An investigation into the factors that cause vascular pathology in patients with systemic sclerosis (SSc) and/or pulmonary arterial hypertension (PAH) has identified antibodies that bind to vascular smooth muscle cells (VSMCs) as modulators of VSMC contraction. This new research, published in Annals of the Rheumatic Diseases, has also found putative targets of these antibodies, including STIP1 and α-enolase.

PAH can be idiopathic in nature or a vascular complication of SSc. Moreover, PAH can be a major cause of premature death. Although the close links between autoimmunity and PAH are well established, exactly how autoimmune mechanisms contribute to the pathogenesis of PAH is not clear. “As constriction, migration and proliferation of VSMCs are key phenomena in vascular remodeling, we hypothesized that patients with SSc and/or PAH may develop an immune response to VMSCs,” write the study authors.

First, the investigators collected sera from patients with SSc (with or without PAH), those with idiopathic PAH and healthy individuals as controls (n = 15 for each group). These sera were then screened for antibodies that could bind human aortic VSMCs. When added to collagen–cell matrices, patient sera containing these antibodies were found to induce VSMC contraction, in constrast to sera from the healthy individuals.

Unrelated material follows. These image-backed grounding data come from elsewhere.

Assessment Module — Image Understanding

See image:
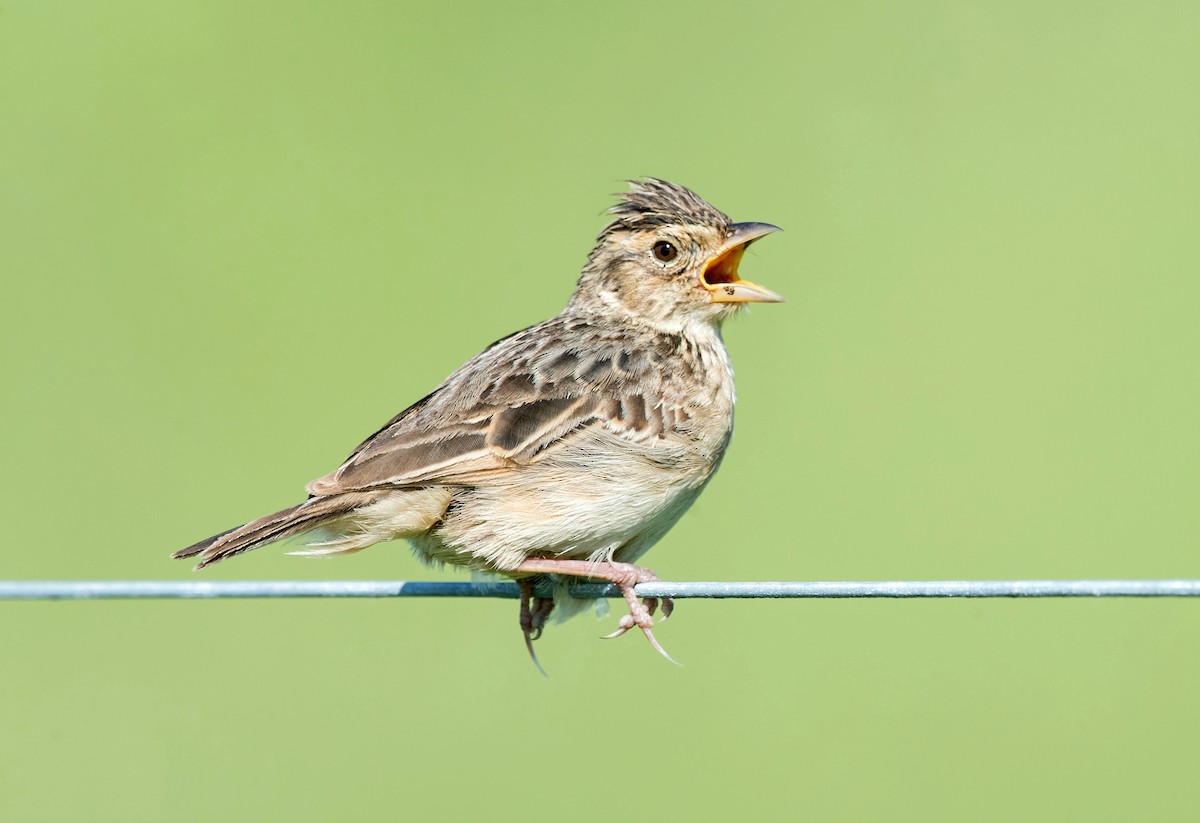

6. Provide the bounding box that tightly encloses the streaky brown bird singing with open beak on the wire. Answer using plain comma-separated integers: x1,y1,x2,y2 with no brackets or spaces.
173,178,784,673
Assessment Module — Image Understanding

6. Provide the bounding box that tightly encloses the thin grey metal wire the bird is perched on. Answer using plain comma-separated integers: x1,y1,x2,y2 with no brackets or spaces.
0,579,1200,600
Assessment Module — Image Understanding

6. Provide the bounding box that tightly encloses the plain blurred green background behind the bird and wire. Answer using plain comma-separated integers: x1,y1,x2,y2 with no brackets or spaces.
0,0,1200,821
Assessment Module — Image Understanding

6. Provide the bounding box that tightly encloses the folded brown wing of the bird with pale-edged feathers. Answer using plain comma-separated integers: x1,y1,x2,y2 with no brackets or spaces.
308,320,674,495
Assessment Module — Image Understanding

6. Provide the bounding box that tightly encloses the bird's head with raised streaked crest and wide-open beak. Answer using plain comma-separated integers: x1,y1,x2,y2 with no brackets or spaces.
571,178,784,328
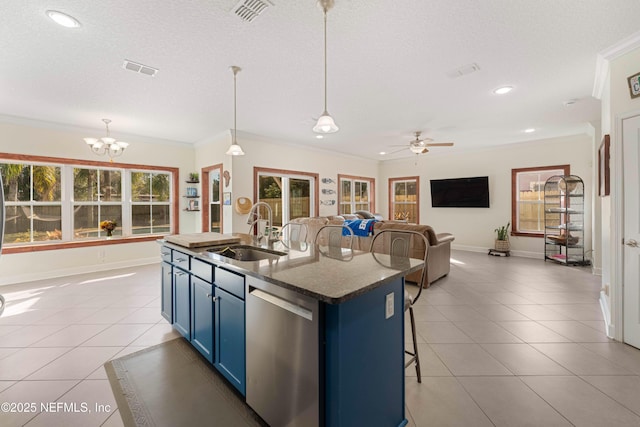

Using 2D immunoblotting and mass spectrometry, target antigens of the anti-VSMC antibodies were identified; among these, STIP1 and α-enolase cross-reacted with sera from patients but not that of healthy controls. Moreover, serum antibodies against STIP1 were detected in the majority of patients with SSc (with or without PAH; 76% and 84%, respectively) and 24% of those with idiopathic PAH, compared with only 3% of controls.

“These anti-VSMC antibodies exert a functional role in increasing contraction of VSMCs,” says author Luc Mouthon. “We are currently analyzing the prognostic value of these antibodies, their association with vascular manifestations of SSc and their specificity to SSc,” he adds.